The predecessor of the duc de Sagosta was dead. His grave was in the duc's front garden, and was covered with rank grass. The new-comer found the office correspondence in order (as a glib native clerk demonstrated); he also found 103 empty bottles behind the house, and understood the meaning of that coarse grave in the garden. He found that the last index number in the letter-book was 951.

It is remarkable that the man he succeeded should have found, in one year, 951 subjects for correspondence, but it is the fact. Possibly nine hundred of the letters had to do with the terrible state of the Residency at Uango-Bozeri. The roof leaked, the foundations had settled, and not a door closed as it should close. On the day of his arrival the duc found a mamba resting luxuriously in his one armchair, a discovery which suggested the existence of a whole colony of these deadly brutes—the mamba bite is fatal in exactly ninety seconds—under or near the house.

The other fifty dispatches probably had to do with the late Commissioner's arrears of pay, for Portugal at that time was in the throes of her annual crisis, and ministries were passing through the Government offices at Lisbon with such rapidity that before a cheque could be carried from the Foreign Office to the bank, it was out of date.

Uango Bozeri is 220 miles by road from the coast, and is the centre of the child-like people of the M'fusi. Here the duc dwelt and had his being, as Governor of 2,000 square miles, and overlord of some million people who were cannibals with a passion for a fiery liquid which was described by traders as "rum." It was as near rum as the White City is to Heaven; that is to say, to the uncultivated taste it might have been rum, and anyway was as near to rum as the taster could expect to get.

This is all there is to be said about the duc de Sagosta, save that his headman swindled him, his soldiers were conscienceless natives committing acts of brigandage in his innocent name, whilst his chief at Moanda was a peculating and incompetent scoundrel.

At the time when the duc was finding life a bitter and humiliating experience, and had reached the stage when he sat on his predecessor's grave for company, a small and unauthorized party crossed the frontier from the British Territories in search of adventure.

Now it happened that the particular region through which the border-line passed was governed by the Chief of the Greater M'fusi, who was a cannibal, a drunkard, and a master of two regiments.

The duc had been advised not to interfere with the chief of his people, and he had (after one abortive and painful experience) obeyed his superiors, accepting the hut tax which was sent to him (and which was obviously and insolently inadequate) without demur.

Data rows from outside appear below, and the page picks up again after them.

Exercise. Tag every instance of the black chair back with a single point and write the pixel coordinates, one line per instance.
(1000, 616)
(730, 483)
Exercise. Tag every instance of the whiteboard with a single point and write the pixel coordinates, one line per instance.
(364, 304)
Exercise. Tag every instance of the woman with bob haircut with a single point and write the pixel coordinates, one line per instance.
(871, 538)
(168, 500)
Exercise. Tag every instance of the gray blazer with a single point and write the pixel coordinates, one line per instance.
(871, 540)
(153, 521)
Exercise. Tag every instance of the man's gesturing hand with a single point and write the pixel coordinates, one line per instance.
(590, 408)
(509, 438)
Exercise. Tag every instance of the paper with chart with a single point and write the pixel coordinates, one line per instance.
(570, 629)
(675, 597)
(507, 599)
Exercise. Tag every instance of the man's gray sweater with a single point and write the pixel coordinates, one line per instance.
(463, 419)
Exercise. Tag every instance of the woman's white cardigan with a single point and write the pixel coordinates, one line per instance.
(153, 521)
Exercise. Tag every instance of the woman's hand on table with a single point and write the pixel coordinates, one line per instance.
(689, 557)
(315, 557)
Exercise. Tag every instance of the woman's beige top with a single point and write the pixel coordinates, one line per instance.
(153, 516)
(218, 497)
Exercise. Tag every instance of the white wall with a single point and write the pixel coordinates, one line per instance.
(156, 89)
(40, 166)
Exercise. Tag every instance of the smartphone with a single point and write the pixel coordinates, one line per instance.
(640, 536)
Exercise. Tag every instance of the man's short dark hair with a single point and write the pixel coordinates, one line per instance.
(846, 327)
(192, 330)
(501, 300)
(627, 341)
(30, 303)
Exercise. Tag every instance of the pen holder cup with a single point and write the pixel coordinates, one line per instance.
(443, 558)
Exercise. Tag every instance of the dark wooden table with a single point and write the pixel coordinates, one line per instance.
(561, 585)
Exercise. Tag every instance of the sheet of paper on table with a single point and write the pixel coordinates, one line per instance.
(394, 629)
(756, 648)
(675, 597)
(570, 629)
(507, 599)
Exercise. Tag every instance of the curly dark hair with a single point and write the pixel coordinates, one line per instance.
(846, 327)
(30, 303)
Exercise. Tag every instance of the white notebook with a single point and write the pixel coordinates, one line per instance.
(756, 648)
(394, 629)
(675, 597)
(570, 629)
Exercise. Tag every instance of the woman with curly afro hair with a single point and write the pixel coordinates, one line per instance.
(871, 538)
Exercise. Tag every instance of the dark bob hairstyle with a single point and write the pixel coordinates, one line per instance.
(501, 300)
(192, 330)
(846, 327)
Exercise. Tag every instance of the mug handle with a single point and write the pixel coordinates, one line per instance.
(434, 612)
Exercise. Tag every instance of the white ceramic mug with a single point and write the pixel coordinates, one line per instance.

No white man journeyed to the city of the M'fusi without invitation from the chief, and as Chief Karata never issued such invitation, the Greater M'fusi was a terra incognita even to his Excellency the Governor-General of the Central and Western Provinces.

Karata was a drunkard approaching lunacy. It was his whim for weeks on end to wear on his head the mask of a goat. At other times, "as a mark of his confidence in devils," he would appear hidden beneath a plaited straw extinguisher which fitted him from head to foot. He was eccentric in other ways which need not be particularized, but he was never so eccentric that he welcomed strangers.